L’expérience est trop puissante. Le combattre ne servirait à rien. Je m’y livre. Fermant les yeux, j’invite la tristesse à entrer, lui permettant de parcourir mon corps.
C’est la tristesse du passé.
Je suis consumé par des regrets et des jugements sur des choses qui ne peuvent pas être changées. Je n’en ai jamais complètement traité. Les souvenirs courent silencieusement dans le fond de mon esprit, dictant ma vie à mon insu.
L’intuition prend le dessus, me disant ce que je dois faire.
Pardonner.
Je me pardonne en silence, un doux murmure dans mon esprit. J’ai pardonné à l’enfant de sept ans d’avoir eu peur du noir. J’ai pardonné au garçon de douze ans de ne pas avoir frappé les brutes qui m’ont tourmenté ce chaud après-midi d’été.

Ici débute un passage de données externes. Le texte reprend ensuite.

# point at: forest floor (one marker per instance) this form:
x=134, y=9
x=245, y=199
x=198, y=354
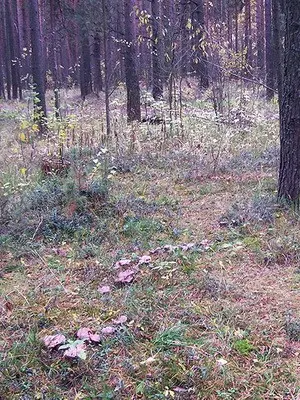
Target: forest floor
x=208, y=304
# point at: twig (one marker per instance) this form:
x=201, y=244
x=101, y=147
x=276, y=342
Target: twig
x=37, y=228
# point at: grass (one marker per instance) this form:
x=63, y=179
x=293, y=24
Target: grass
x=218, y=321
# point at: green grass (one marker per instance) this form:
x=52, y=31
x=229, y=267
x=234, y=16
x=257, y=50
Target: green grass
x=210, y=321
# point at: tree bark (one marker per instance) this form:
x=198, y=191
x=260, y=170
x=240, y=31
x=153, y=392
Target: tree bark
x=157, y=81
x=132, y=80
x=289, y=173
x=269, y=50
x=200, y=56
x=37, y=62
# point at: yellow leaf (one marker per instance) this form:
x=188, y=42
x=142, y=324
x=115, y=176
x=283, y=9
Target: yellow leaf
x=22, y=137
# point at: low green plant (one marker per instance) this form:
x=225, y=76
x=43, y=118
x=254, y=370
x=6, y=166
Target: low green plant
x=243, y=347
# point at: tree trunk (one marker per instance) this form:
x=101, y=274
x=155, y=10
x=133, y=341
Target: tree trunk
x=289, y=173
x=157, y=82
x=132, y=80
x=37, y=62
x=85, y=65
x=248, y=37
x=199, y=56
x=260, y=33
x=269, y=50
x=97, y=73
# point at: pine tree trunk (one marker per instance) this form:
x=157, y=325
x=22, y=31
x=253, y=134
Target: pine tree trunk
x=97, y=73
x=289, y=173
x=157, y=82
x=269, y=50
x=200, y=56
x=248, y=37
x=132, y=80
x=260, y=33
x=85, y=65
x=37, y=62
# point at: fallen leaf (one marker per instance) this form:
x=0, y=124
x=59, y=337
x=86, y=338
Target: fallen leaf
x=76, y=349
x=121, y=320
x=8, y=308
x=104, y=289
x=178, y=389
x=221, y=362
x=187, y=246
x=149, y=360
x=87, y=334
x=126, y=276
x=122, y=263
x=109, y=330
x=144, y=260
x=52, y=341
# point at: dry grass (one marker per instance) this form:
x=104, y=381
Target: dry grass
x=212, y=323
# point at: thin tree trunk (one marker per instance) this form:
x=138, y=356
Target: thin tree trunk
x=157, y=82
x=132, y=80
x=289, y=173
x=269, y=50
x=38, y=70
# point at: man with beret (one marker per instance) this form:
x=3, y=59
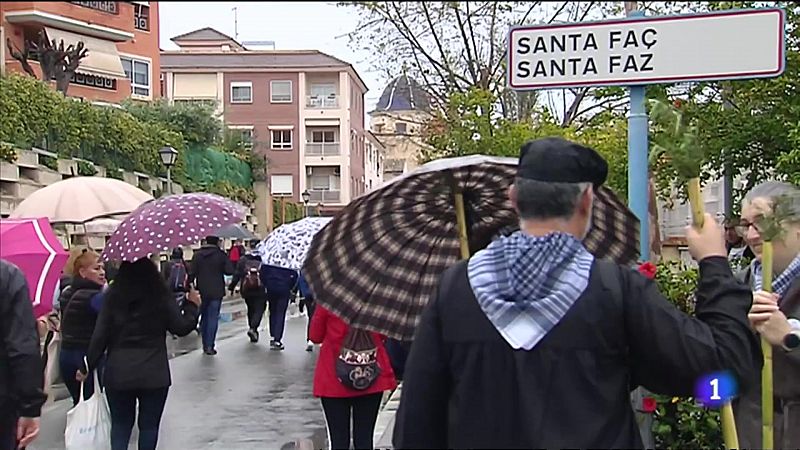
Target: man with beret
x=533, y=343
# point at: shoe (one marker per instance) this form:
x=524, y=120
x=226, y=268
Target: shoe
x=253, y=335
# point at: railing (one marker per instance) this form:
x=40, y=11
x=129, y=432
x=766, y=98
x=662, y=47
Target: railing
x=326, y=102
x=107, y=7
x=322, y=148
x=323, y=196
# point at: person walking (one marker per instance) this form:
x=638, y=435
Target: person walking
x=21, y=372
x=80, y=305
x=310, y=304
x=279, y=282
x=252, y=289
x=776, y=317
x=534, y=343
x=342, y=404
x=139, y=310
x=210, y=265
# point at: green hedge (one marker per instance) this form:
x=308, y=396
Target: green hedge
x=126, y=137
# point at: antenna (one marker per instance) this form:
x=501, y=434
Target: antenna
x=235, y=10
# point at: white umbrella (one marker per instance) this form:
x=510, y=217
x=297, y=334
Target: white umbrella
x=288, y=244
x=81, y=199
x=104, y=226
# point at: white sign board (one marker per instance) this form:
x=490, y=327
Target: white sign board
x=666, y=49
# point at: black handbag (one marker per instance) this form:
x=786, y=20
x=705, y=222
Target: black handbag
x=357, y=364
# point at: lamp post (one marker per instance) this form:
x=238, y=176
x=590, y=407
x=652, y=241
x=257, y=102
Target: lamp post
x=306, y=198
x=168, y=157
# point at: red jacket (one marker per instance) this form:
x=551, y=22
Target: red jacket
x=330, y=331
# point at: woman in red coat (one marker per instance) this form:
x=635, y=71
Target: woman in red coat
x=339, y=402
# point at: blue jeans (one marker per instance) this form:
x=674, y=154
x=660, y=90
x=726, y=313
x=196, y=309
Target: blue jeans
x=69, y=361
x=209, y=321
x=123, y=414
x=278, y=304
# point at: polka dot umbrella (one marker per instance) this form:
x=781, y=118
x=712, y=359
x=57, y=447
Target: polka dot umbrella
x=171, y=221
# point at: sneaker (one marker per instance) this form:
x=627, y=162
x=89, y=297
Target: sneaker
x=253, y=335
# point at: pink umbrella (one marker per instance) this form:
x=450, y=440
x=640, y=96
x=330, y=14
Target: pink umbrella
x=32, y=245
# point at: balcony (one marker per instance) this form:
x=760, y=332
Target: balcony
x=323, y=196
x=320, y=102
x=323, y=149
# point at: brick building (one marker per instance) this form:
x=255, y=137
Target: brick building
x=303, y=109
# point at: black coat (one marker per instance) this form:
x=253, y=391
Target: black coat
x=465, y=387
x=209, y=267
x=134, y=336
x=21, y=371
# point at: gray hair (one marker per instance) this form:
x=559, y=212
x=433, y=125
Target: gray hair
x=772, y=190
x=539, y=200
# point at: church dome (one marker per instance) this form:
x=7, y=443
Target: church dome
x=403, y=94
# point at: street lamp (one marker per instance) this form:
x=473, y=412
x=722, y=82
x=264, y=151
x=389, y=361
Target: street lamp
x=306, y=198
x=168, y=157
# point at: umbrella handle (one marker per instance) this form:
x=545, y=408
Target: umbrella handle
x=461, y=221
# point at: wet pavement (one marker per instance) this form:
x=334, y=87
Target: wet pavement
x=246, y=397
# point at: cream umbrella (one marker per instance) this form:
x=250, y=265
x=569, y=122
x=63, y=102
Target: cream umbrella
x=81, y=199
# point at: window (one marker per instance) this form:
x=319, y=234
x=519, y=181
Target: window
x=141, y=17
x=281, y=185
x=241, y=92
x=281, y=139
x=280, y=91
x=138, y=71
x=323, y=136
x=107, y=7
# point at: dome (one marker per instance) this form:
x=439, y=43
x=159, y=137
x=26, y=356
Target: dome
x=403, y=94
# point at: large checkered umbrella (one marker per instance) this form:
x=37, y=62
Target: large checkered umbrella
x=377, y=262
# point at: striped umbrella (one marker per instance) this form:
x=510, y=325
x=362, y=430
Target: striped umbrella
x=378, y=261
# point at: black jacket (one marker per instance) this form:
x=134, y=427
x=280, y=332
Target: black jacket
x=209, y=267
x=238, y=276
x=21, y=371
x=77, y=316
x=465, y=387
x=135, y=340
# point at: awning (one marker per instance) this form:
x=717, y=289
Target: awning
x=101, y=59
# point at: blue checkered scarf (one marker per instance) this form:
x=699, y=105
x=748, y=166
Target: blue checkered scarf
x=525, y=285
x=781, y=283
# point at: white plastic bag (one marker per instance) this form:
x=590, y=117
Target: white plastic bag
x=89, y=422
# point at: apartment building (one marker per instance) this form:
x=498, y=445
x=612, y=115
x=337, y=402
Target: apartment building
x=303, y=109
x=123, y=57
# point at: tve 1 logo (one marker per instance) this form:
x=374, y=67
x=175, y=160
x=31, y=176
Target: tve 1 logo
x=716, y=389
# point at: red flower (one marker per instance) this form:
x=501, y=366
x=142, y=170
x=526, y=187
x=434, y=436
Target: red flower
x=648, y=404
x=648, y=269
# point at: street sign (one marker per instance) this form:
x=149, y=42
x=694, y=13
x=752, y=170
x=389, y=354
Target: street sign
x=645, y=50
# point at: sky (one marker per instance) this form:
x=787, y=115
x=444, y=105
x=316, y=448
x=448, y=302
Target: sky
x=292, y=25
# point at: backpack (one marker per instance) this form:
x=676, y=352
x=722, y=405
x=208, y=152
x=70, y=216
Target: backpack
x=178, y=277
x=252, y=277
x=357, y=364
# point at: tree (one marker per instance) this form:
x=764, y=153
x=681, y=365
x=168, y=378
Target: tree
x=56, y=61
x=452, y=47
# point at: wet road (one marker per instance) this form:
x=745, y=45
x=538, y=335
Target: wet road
x=246, y=397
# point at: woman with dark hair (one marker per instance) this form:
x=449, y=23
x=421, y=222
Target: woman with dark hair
x=139, y=309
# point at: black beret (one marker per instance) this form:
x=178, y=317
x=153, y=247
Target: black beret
x=558, y=160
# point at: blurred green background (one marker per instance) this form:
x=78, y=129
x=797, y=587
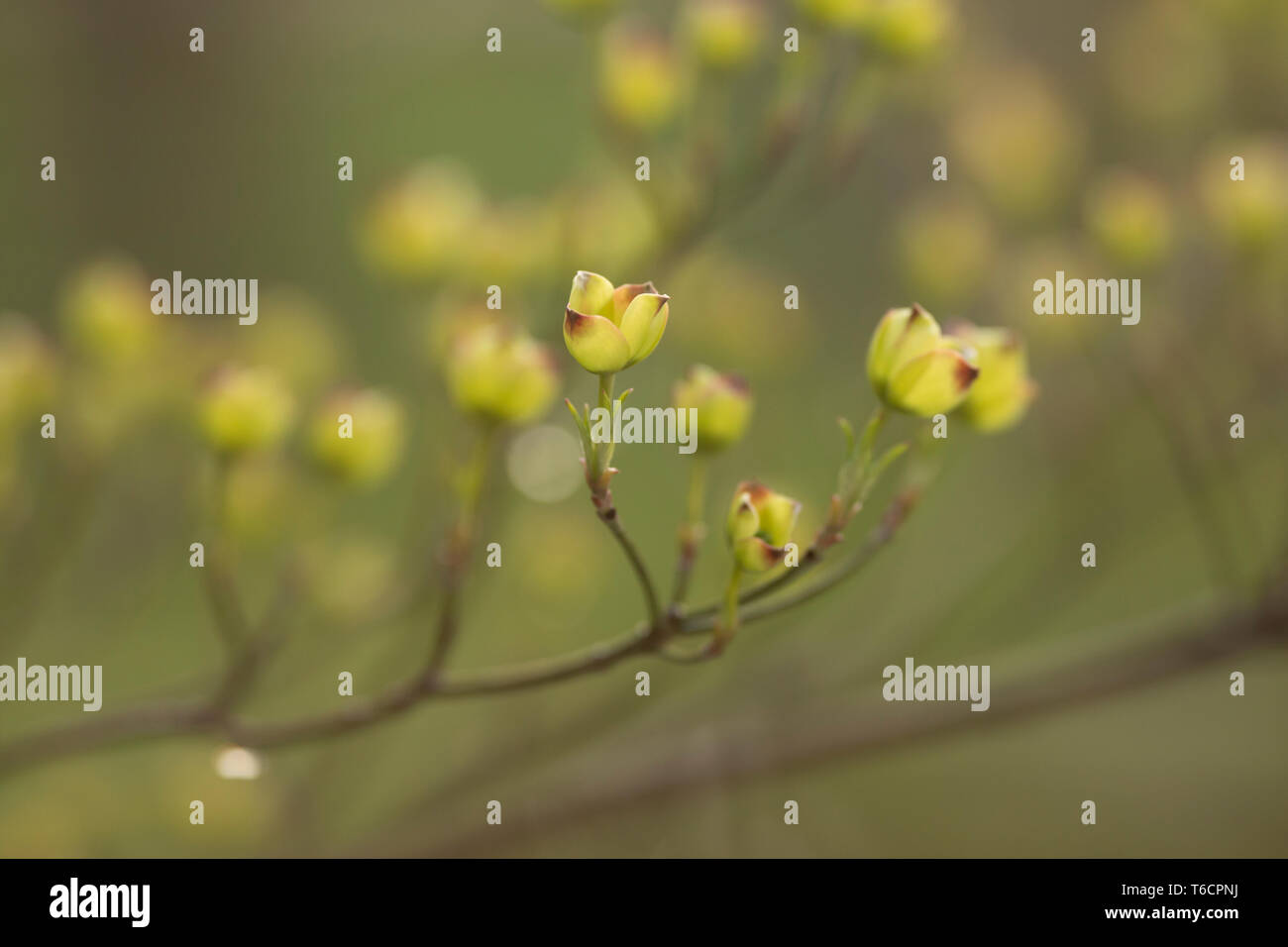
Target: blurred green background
x=223, y=163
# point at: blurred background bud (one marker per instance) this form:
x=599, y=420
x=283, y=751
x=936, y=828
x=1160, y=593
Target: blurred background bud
x=107, y=312
x=294, y=337
x=1004, y=389
x=605, y=224
x=376, y=428
x=945, y=244
x=417, y=227
x=1018, y=141
x=741, y=316
x=29, y=371
x=759, y=525
x=349, y=578
x=1250, y=214
x=640, y=84
x=511, y=241
x=245, y=408
x=584, y=11
x=500, y=372
x=1010, y=289
x=909, y=30
x=724, y=34
x=1129, y=218
x=265, y=497
x=722, y=403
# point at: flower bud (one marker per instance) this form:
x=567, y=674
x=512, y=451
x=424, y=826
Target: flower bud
x=27, y=368
x=759, y=526
x=244, y=410
x=500, y=372
x=639, y=78
x=1129, y=218
x=907, y=30
x=419, y=226
x=108, y=313
x=722, y=405
x=913, y=368
x=375, y=434
x=1004, y=389
x=608, y=329
x=724, y=33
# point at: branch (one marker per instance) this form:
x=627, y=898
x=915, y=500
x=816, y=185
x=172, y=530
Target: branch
x=635, y=777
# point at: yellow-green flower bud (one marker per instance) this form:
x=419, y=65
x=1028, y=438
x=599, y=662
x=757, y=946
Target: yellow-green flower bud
x=108, y=313
x=27, y=368
x=724, y=33
x=1004, y=389
x=244, y=410
x=913, y=368
x=759, y=525
x=909, y=29
x=608, y=329
x=639, y=78
x=419, y=226
x=1129, y=218
x=359, y=434
x=722, y=403
x=500, y=372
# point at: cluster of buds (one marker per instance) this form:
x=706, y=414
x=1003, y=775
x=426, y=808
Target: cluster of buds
x=917, y=368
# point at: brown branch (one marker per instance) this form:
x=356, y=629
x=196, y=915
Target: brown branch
x=634, y=777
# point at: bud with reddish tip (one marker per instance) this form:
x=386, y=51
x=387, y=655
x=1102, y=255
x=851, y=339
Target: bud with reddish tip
x=722, y=405
x=612, y=328
x=759, y=526
x=1004, y=389
x=914, y=368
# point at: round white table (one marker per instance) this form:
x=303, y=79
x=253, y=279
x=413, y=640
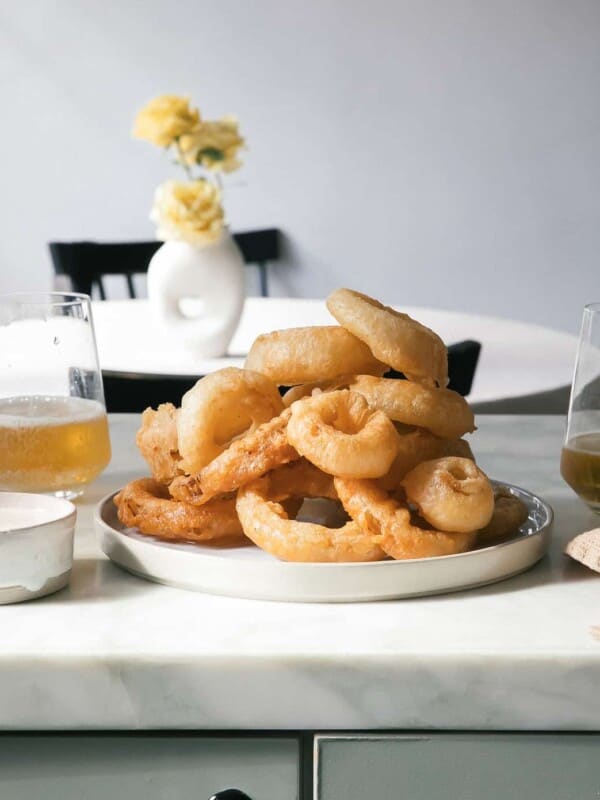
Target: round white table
x=517, y=359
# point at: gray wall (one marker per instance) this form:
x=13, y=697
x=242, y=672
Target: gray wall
x=430, y=152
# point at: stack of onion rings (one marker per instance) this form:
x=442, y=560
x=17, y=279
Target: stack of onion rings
x=236, y=460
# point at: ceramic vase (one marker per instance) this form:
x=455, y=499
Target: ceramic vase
x=196, y=293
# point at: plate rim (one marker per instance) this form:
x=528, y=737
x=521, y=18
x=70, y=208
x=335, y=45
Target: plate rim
x=207, y=553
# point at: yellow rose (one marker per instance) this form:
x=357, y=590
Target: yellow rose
x=188, y=211
x=164, y=119
x=214, y=145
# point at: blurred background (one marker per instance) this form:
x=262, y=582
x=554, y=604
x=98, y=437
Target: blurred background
x=430, y=153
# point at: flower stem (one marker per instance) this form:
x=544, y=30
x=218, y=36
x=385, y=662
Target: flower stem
x=183, y=162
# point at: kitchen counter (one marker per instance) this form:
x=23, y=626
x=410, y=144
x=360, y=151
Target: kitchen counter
x=115, y=652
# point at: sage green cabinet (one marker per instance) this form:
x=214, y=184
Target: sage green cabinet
x=477, y=766
x=145, y=767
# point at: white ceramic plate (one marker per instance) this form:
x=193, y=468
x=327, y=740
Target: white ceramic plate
x=251, y=573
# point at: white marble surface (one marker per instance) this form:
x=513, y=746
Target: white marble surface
x=516, y=358
x=113, y=651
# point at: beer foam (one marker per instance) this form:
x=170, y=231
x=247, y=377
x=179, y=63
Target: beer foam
x=44, y=410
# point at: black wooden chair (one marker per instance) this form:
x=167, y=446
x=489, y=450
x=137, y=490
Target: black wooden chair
x=134, y=392
x=86, y=263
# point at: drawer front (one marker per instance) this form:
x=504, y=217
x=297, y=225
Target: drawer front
x=478, y=766
x=145, y=767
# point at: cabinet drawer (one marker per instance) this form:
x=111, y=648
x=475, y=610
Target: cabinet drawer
x=475, y=766
x=145, y=767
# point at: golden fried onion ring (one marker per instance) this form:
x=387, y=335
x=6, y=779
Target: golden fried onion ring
x=451, y=494
x=443, y=412
x=417, y=446
x=297, y=355
x=342, y=435
x=265, y=521
x=510, y=513
x=389, y=522
x=244, y=460
x=146, y=505
x=394, y=338
x=158, y=444
x=218, y=409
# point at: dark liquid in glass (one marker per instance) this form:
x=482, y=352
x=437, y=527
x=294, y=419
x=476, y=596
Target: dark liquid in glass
x=580, y=467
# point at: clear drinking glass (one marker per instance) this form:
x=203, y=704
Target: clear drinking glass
x=580, y=460
x=53, y=427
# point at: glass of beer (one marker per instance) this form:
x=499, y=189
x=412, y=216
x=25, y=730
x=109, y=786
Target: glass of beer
x=580, y=460
x=53, y=427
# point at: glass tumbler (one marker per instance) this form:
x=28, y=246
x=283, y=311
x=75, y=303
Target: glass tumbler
x=53, y=427
x=580, y=459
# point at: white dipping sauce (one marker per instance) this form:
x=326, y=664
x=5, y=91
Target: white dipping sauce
x=13, y=518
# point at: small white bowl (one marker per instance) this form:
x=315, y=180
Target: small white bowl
x=36, y=545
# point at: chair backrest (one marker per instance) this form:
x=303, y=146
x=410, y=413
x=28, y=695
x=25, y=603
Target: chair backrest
x=85, y=263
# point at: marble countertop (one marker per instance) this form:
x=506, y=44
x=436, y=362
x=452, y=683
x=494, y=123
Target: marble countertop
x=115, y=652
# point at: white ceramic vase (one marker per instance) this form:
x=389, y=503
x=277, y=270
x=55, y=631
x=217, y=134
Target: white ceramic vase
x=210, y=275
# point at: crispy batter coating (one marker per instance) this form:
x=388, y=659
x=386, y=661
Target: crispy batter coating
x=451, y=494
x=157, y=442
x=266, y=522
x=221, y=407
x=146, y=505
x=245, y=459
x=342, y=435
x=388, y=520
x=297, y=355
x=394, y=338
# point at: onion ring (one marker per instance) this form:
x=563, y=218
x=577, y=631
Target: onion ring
x=265, y=521
x=297, y=355
x=443, y=412
x=342, y=435
x=389, y=522
x=158, y=444
x=394, y=338
x=451, y=494
x=418, y=446
x=146, y=505
x=509, y=514
x=244, y=460
x=218, y=409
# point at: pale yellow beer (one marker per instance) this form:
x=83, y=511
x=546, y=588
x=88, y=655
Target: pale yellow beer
x=51, y=444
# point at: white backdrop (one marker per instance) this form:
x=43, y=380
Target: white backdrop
x=432, y=152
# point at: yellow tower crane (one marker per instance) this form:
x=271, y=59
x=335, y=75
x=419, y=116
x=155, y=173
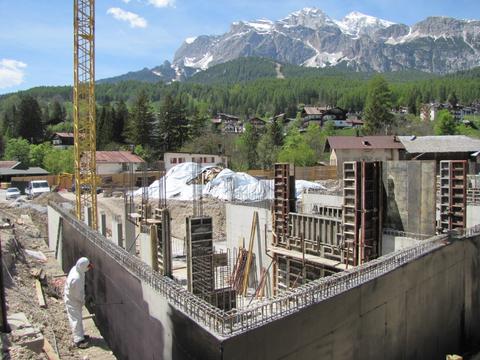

Je me suis pardonné les mensonges que j’ai dit alors que la vérité m’aurait libéré. Je me suis pardonné les rêves non poursuivis et les projets non terminés. Je me suis pardonné de croire que je ne suis pas assez.
Je me suis pardonné de ne pas avoir eu le courage.
Je me suis pardonné d’avoir choisi de frauder l’une des plus grandes entreprises technologiques au monde et pour les milliers de choix que j’ai faits pour maintenir la fraude pendant un peu moins d’un an.
Les mêmes choix, dans leur détour, qui m’ont conduit à la cascade aujourd’hui.
Je me suis pardonné de ne pas m’aimer. Je me suis pardonné de ne pas avoir écouté mon cœur. Je me suis pardonné la douleur que j’ai causée à mon ex-femme et à ma famille.
Le pardon coulait comme la cascade devant moi. Au fur et à mesure qu’il coulait, il se transformait.
Le pardon pour moi-même s’est transformé en pardonner aux autres. J’ai pardonné à ces brutes. J’ai pardonné à la fille qui m’a traité de perdant devant la classe de septième. J’ai pardonné aux gens qui m’ont rejeté. J’ai pardonné au procureur, à l’enquêteur principal, au juge.
Finalement, le pardon s’épuise.
Je m’assieds tranquillement pendant un moment, prenant en compte ce qui vient de se passer. Essayer de concilier la façon dont des souvenirs auxquels je n’avais pas pensé depuis plus de trente ans refont surface avec aisance.
Des expériences que j’aurais juré avoir abandonnées.
Une fois de plus, l’intuition a pris le dessus. J’ai inspiré six profondes respirations abdominales. A chaque inspiration, l’odeur de la nature, une lumière rayonnante, l’eau des chutes. À chaque expiration, tout ce qui était piégé en moi.
Lâchez prise…
Haine.
Craindre.
Insécurité.
Jalousie.
Honte.
Expirant le sixième et dernier souffle, j’ouvre lentement les yeux. La forêt se transforme : les couleurs sont plus vives ; les sons sont plus nets ; les odeurs sont plus propres.
C’est euphorique.
En ce moment magique, une douleur sourde mais puissante émane du centre de ma poitrine. Ça me fait peur. Je me demande si mon moment d’illumination n’est pas écourté par une crise cardiaque.
Je pense aux kilomètres qui me séparent de ma voiture. Je me souviens que je n’ai pas de réception cellulaire. L’ironie ne m’échappe pas qu’il y a quelques instants, je célébrais la paix d’être seul. Ma peur grandit avec la douleur qui monte.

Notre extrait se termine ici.